From snake skins to weapons to bee hives to Soviet military medals, Marsh’s Free Museum has a plethora of curiosities to offer. The compelling taxidermy collection includes a two-headed calf, a cycloptic lamb, and a two-headed pig. Also, not to be missed among this amazing curio collection are a shark, a self-playing violin, America’s largest collection of glass fishing floats, and a (supposedly) real shrunken head.

The star attraction at Marsh’s, however, is Jake the Alligator Man. Purported to be half human, half alligator, and in a mummified condition, Jake is on display year ‘round. The curiosity was purchased for $700 by Wellington’s son Junior and his wife Marian in the mid-1960s from the Cliff House Museum in San Francisco.

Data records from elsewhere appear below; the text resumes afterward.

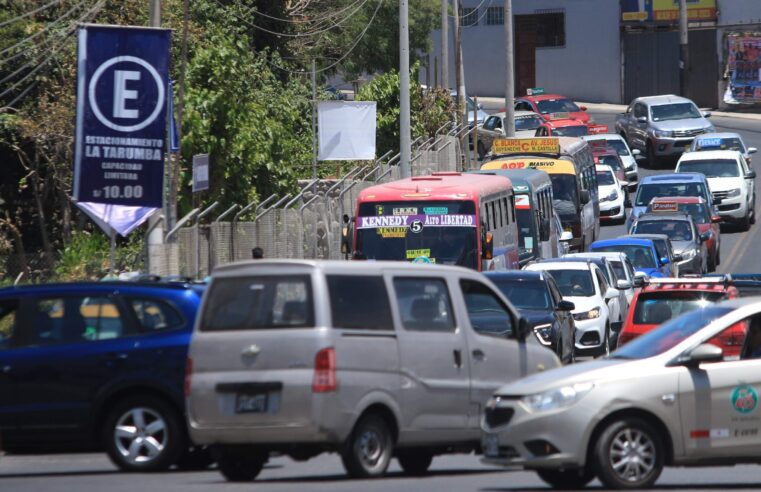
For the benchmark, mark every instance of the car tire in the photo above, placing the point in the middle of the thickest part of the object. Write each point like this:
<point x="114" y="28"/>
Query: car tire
<point x="144" y="434"/>
<point x="628" y="454"/>
<point x="415" y="461"/>
<point x="240" y="463"/>
<point x="368" y="450"/>
<point x="566" y="479"/>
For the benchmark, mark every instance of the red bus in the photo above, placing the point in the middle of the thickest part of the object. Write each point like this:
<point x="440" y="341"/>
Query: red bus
<point x="447" y="218"/>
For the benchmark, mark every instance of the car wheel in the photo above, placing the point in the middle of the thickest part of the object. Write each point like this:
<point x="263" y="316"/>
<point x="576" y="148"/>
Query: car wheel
<point x="143" y="434"/>
<point x="415" y="461"/>
<point x="369" y="449"/>
<point x="566" y="479"/>
<point x="628" y="455"/>
<point x="240" y="463"/>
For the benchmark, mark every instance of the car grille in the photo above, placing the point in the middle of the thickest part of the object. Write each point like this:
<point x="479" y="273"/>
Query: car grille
<point x="688" y="133"/>
<point x="498" y="416"/>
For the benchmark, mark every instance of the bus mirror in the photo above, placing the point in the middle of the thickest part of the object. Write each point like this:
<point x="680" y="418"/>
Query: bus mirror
<point x="488" y="247"/>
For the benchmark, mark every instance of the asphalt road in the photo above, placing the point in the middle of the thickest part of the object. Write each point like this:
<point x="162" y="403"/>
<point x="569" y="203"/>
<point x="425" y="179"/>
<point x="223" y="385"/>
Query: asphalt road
<point x="94" y="472"/>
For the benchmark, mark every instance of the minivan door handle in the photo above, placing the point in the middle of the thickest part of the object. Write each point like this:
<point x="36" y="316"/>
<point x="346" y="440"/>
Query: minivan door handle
<point x="457" y="358"/>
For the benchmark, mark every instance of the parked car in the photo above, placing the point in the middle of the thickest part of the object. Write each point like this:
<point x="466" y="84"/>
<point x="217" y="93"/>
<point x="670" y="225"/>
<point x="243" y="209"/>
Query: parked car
<point x="538" y="299"/>
<point x="367" y="359"/>
<point x="672" y="397"/>
<point x="700" y="212"/>
<point x="730" y="180"/>
<point x="583" y="283"/>
<point x="617" y="143"/>
<point x="98" y="366"/>
<point x="662" y="126"/>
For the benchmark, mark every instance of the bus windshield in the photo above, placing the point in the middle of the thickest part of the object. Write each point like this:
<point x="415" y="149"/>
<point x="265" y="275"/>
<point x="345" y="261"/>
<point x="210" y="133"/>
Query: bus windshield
<point x="443" y="232"/>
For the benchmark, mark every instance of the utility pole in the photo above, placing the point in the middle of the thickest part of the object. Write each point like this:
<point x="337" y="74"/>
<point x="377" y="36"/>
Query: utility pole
<point x="684" y="54"/>
<point x="405" y="148"/>
<point x="445" y="44"/>
<point x="509" y="71"/>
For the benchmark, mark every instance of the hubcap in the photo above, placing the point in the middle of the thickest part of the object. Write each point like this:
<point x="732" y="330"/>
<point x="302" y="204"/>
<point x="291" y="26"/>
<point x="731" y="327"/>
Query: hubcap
<point x="632" y="455"/>
<point x="140" y="435"/>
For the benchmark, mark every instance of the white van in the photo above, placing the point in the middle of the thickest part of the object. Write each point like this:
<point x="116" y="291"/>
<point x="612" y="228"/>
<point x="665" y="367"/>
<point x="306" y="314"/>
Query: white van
<point x="367" y="359"/>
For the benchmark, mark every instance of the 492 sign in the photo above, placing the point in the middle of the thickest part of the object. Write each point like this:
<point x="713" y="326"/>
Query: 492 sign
<point x="122" y="80"/>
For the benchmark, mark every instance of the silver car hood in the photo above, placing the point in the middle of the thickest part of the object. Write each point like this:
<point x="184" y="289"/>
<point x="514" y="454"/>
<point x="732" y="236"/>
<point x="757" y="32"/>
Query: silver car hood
<point x="561" y="376"/>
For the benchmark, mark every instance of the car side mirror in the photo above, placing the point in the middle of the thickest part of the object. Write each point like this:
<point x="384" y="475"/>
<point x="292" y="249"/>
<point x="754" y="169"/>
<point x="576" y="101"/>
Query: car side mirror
<point x="705" y="352"/>
<point x="566" y="306"/>
<point x="623" y="285"/>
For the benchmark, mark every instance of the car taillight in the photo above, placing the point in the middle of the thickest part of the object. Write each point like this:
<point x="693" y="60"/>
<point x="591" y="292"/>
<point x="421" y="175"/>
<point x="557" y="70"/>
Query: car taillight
<point x="188" y="375"/>
<point x="324" y="371"/>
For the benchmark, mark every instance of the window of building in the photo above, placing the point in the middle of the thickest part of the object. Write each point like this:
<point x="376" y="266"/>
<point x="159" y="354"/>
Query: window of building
<point x="495" y="16"/>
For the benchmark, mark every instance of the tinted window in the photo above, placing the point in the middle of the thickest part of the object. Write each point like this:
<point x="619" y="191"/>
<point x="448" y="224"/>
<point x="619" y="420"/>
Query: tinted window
<point x="487" y="314"/>
<point x="155" y="315"/>
<point x="424" y="304"/>
<point x="259" y="302"/>
<point x="359" y="302"/>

Since then, Jake’s faithful followers have reached cult-like proportions, dressing up for several years in outlandish regalia for his “Annual 75th Birthday Celebration” and periodic weddings. It is rumored that nowadays, in his fragile condition, he depends upon a double (“Fake Jake”) to make obligatory celebrity appearances. He is also known to appear unexpectedly at local birthday or cocktail parties, often dressed in an elegant red smoking jacket and escorted by one of his many lady friends.

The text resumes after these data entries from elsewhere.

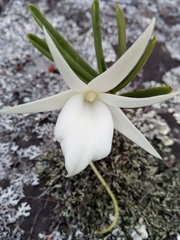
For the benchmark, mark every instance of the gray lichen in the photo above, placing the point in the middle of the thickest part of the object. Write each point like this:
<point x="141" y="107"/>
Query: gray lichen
<point x="145" y="187"/>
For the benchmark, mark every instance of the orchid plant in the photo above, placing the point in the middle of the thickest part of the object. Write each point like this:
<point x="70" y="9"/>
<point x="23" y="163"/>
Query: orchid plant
<point x="90" y="111"/>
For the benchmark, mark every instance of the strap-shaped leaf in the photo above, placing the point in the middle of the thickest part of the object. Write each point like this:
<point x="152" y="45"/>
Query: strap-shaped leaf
<point x="150" y="92"/>
<point x="41" y="45"/>
<point x="70" y="55"/>
<point x="138" y="66"/>
<point x="97" y="36"/>
<point x="121" y="24"/>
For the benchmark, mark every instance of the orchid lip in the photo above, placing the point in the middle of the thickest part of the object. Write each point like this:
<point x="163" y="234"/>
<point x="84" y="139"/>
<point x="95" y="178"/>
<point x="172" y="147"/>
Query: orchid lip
<point x="90" y="96"/>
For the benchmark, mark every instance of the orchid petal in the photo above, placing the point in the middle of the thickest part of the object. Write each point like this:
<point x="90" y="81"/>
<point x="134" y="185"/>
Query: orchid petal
<point x="120" y="69"/>
<point x="127" y="102"/>
<point x="84" y="130"/>
<point x="55" y="102"/>
<point x="124" y="126"/>
<point x="67" y="73"/>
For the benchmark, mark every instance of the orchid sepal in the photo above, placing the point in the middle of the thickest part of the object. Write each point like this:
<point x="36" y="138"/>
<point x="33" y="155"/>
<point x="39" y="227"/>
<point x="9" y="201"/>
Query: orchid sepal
<point x="121" y="25"/>
<point x="95" y="14"/>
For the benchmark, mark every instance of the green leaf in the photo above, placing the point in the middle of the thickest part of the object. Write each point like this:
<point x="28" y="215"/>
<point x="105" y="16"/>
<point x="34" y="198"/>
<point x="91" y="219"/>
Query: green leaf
<point x="40" y="44"/>
<point x="76" y="62"/>
<point x="121" y="24"/>
<point x="150" y="92"/>
<point x="138" y="66"/>
<point x="97" y="36"/>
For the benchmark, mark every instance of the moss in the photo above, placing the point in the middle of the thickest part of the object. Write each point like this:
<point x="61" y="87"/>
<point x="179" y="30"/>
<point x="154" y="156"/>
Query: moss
<point x="143" y="185"/>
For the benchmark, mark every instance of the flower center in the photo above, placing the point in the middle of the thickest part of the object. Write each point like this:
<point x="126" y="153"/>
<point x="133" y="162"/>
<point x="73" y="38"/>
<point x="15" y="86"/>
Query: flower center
<point x="90" y="96"/>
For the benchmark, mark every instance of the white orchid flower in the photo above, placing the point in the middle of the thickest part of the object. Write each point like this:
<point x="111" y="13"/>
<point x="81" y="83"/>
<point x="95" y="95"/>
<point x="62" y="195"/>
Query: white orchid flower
<point x="89" y="114"/>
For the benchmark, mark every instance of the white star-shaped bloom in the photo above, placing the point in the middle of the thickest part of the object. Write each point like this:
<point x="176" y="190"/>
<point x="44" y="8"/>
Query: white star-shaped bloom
<point x="89" y="114"/>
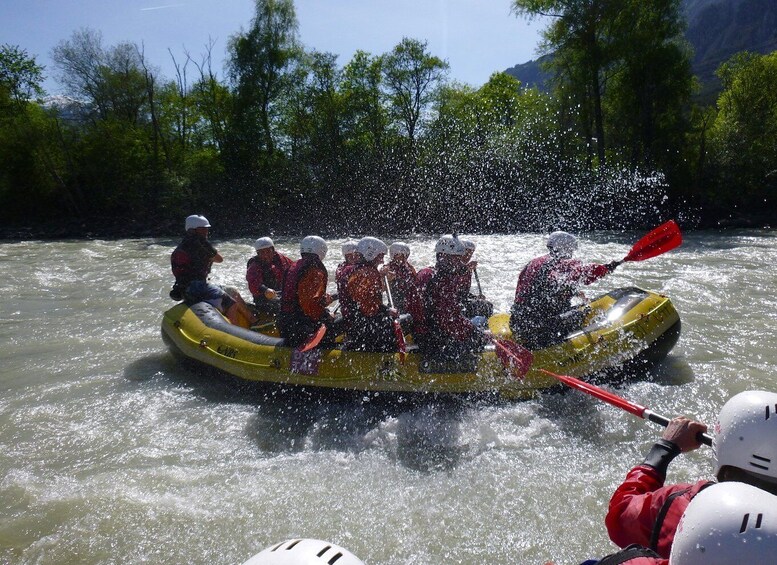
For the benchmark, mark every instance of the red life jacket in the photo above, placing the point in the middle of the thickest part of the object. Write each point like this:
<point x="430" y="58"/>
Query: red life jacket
<point x="347" y="305"/>
<point x="407" y="296"/>
<point x="290" y="295"/>
<point x="668" y="518"/>
<point x="443" y="309"/>
<point x="269" y="275"/>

A cult figure in the Pacific Northwest, Jake has earned his own bumper sticker, has sold over 30,000 postcards, and was even featured in the ever-amusing Weekly World News. His dramatic story included an escape from captivity, a murder, and a murkily-detailed birthing of an alligator-baby! The tales of Jake’s fabulous life don’t end there. Sideshow performances, dancing in nightclubs in drag, cigar smoking in houses of ill-repute — he is even rumored to be “one of our forefathers,” according to a “doctor” quoted in the Weekly World News article.

These days, the actual Jake rests in a glass case, enjoying his throngs of admirers and selling plenty of Alligator Man merchandise. Jake’s keepers like to remain silent as to his true origins, but in all likelihood, Jake was a creation of Homer Tate, the man responsible for countless curiosities for the sideshow circuit during its heyday in the early 20th century. The mysterious oddities artist was prolific in the 1940s and ‘50s, and is rumored to be behind many unexplainable oddments from that era. No matter Jake’s origins, however, he has been a quintessential element in the Marsh’s Museum collection for nearly seventy-five years.

With such an overwhelming collection of oddments and curiosities, it’s easy to lose track of Wellington Marsh’s other substantial contributions to the Peninsula, especially to the development of tourism in Long Beach. A veteran of the U.S. Navy in World War I, he was a member of the American Legion, active in Long Beach area business groups, and a family man who instilled in his descendants a well-deserved pride in the unique business he established — a business that continues to be owned and managed by family members.